The main strengths of the current study include: applying the baseline characteristics from a large sample of T2DM patients from routine practice in Sweden, using utility decrements for a number of complications from a Swedish sample with T2DM, applying Swedish-specific risk equations for macrovascular complications, and extracting treatment effects on the main biomarkers (i.e., HbA1c and weight) from a meta-analysis instead of a single clinical trial. In addition, the authors used HbA1c threshold to determine the treatment pathway, reflecting clinical practice and national guidelines. These strengths improve the external validity and relevance of these results for policy making in the Swedish setting.

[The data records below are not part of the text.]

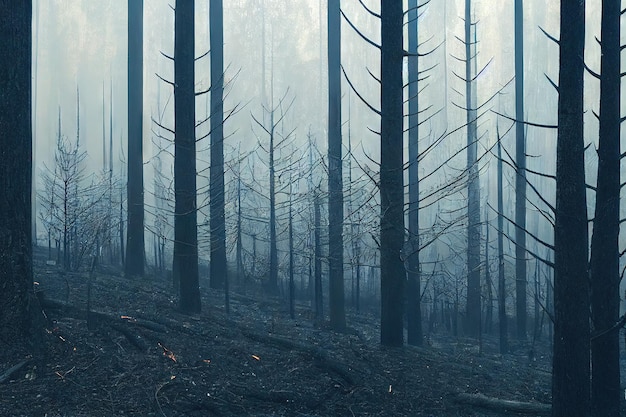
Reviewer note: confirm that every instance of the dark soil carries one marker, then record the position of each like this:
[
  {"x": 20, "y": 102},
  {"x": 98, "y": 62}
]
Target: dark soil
[{"x": 140, "y": 356}]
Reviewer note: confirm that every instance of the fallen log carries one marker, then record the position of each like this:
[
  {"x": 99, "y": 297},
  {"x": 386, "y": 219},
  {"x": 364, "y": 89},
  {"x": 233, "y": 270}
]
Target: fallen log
[
  {"x": 321, "y": 357},
  {"x": 498, "y": 404}
]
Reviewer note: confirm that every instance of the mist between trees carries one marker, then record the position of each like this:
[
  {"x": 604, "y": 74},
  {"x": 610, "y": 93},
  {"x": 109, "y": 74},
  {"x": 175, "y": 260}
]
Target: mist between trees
[{"x": 407, "y": 158}]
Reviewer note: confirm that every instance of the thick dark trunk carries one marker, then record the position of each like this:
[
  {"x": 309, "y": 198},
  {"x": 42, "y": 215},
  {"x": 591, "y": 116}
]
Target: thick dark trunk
[
  {"x": 217, "y": 216},
  {"x": 520, "y": 178},
  {"x": 393, "y": 274},
  {"x": 335, "y": 183},
  {"x": 605, "y": 381},
  {"x": 16, "y": 276},
  {"x": 135, "y": 237},
  {"x": 414, "y": 311},
  {"x": 185, "y": 220},
  {"x": 273, "y": 282},
  {"x": 473, "y": 319},
  {"x": 319, "y": 295},
  {"x": 570, "y": 369},
  {"x": 502, "y": 320}
]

The results of the current study should be interpreted in light of a number of cautions. The authors included only hypoglycemia as a treatment-related adverse event in the model. The results of the 1860-LIRA-DPP-4 (liraglutide dipeptidyl peptidase-4 inhibitor) trial showed no significant difference in other adverse events between liraglutide and sitagliptin [29]. On the other hand, previous studies [30, 66] reported higher episodes of non-hypoglycemia-related adverse events such as nausea for GLP-1 and DPP-4 agents compared with insulin glargine. If insulin glargine and NPH insulin are comparable with respect to adverse events, then the authors’ reported ICERs in comparing GLP-1/DPP-4 against NPH insulin are underestimated to some extent. However, the authors do not expect this to have influenced the final conclusion, as these ICERs are long way from our assumed SEK 500,000 WTP value. As they had no clinical trial data regarding the effects of treatment on diabetes-related complications, the authors applied the commonly used method of using biomarkers (e.g., HbA1c and weight) as surrogate markers for these complications. Due to lack of data, the authors did not take into account the possibilities of treatment discontinuation by patients and different annual drifts for different treatments. This limits the generalizability of these findings. However, these are common modeling practices, and the authors tried to consider the possibility of different annual drifts in the PSA, assuming a normal distribution for annual drift in biomarkers. It should be mentioned that their conclusions are based on a baseline HbA1c of 7.7% ± 0.8, and generalizability to patients with lower and higher HbA1c values at baseline is limited. Especially, as it was recommended by the American Diabetes Association and the European Association for the study of Diabetes, starting treatment with insulin should be strongly considered for patients with dramatically high HbA1c or significant hyperglycemic symptoms [10]. Pooling agents into classes (i.e., GLP-1 and DPP-4) implies that agents within a drug class have similar efficacy. The results of meta-analysis on individual agents in the authors’ main source (i.e., Ref. [28]) supported this assumption and conducting the class-level analysis.

Conclusion

From both a societal and a healthcare payer perspective, treatment with GLP-1 agonists is a cost-effective treatment strategy in comparison to DPP-4 inhibitors and NPH insulin as second-line therapy among T2DM patients inadequately controlled with metformin alone in a Swedish setting.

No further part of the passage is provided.